How generative AI helps mitigate outsider and insider threats for a major financial institution
August 25, 2023
The threat landscape is always evolving as attackers grow smarter and technologies become more advanced. To keep up, enterprise security postures must evolve alongside these ever-changing risks – especially if you’re a leading financial institution with over 200,000 employees.
“We are now a risk partner in everything we do,” a security leader from the organization said. “And when I think about my role today, it’s around risk: brand risk, reputational risk, the risk to our employees, assets and enterprise.”
So, how does this multinational organization protect against both outsider and insider threats? It starts with a converged security solution that’s rooted in AI technology.
Taking a proactive approach to security.
With generative AI, organizations can use physical security data to automate alarms, mitigate risks and create positive outcomes across the entire enterprise. And if a security operations center team is sifting through nearly 150,000 alarms to determine their relevance and significance, AI can save valuable time to stop crimes before they intensify.

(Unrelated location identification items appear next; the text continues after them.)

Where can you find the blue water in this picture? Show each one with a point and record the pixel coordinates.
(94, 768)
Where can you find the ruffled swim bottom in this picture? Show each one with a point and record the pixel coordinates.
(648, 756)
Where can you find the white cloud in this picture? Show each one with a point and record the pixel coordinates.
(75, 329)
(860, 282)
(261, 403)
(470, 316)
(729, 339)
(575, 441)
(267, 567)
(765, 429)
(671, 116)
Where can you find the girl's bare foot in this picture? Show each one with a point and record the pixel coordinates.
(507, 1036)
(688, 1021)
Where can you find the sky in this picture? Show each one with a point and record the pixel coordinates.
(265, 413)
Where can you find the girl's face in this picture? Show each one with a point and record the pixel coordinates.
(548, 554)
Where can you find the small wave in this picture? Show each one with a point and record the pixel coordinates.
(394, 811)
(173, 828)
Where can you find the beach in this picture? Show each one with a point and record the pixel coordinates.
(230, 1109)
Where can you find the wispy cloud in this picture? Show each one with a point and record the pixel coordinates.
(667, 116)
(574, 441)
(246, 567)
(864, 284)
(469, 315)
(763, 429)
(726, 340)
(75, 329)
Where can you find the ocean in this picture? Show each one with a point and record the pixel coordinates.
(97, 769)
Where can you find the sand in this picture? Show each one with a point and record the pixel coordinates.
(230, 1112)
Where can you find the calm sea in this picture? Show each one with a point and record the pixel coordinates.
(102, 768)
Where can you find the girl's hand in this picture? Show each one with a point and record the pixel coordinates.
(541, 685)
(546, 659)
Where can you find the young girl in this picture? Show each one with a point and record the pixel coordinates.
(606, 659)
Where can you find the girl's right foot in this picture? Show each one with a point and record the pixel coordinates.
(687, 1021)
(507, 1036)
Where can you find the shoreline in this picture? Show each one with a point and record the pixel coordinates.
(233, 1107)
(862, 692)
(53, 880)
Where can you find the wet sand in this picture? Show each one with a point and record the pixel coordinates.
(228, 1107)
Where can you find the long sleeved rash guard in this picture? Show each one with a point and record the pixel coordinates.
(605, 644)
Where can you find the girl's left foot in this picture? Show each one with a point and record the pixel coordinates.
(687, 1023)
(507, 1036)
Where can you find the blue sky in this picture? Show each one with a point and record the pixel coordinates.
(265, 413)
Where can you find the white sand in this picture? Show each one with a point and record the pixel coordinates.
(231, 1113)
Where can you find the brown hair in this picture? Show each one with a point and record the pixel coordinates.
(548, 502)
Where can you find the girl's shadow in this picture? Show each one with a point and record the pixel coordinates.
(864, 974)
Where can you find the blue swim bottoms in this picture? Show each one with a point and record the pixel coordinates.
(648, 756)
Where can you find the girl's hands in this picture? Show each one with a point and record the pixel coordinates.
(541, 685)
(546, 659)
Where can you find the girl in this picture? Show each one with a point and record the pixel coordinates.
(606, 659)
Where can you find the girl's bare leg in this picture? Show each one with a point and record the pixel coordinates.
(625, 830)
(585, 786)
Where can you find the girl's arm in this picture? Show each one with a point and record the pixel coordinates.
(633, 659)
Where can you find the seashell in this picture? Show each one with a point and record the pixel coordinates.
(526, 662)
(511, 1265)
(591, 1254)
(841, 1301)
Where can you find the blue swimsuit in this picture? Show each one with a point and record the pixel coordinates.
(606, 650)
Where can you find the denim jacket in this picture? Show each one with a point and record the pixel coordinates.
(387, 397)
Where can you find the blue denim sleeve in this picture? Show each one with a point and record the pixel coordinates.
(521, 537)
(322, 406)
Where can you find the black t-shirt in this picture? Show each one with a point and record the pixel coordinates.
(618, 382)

Let’s look at a real-life example: by using AI-powered SOC Insights that identify patterns in the data, the same financial institution has recently identified criminal activities that SOC team members could initiate a police response 3-4 minutes before they’d normally receive an alarm.
This would potentially alleviate and reduce the costly impact of theft, vandalism – and compromised customer information and trust.
“Everything we do is reactive. But how could you be a little more proactive? The answer is that AI component.”
AI-powered protection from the inside out.
There’s plenty of talk about preventing malicious outside attacks – and for good reason, as indicated in the example above. But what about the threats lurking inside company walls?
According to recent data, 90% of organizations feel vulnerable to insider attacks (Insider Threat Report, Cybersecurity Insiders). Whether it’s a violent incident or theft of organizational data, these attackers know all the company intricacies and can act without triggering suspension. And if IT, OT, HR and physical security systems aren’t talking to each other, these insider crimes will continue to occur.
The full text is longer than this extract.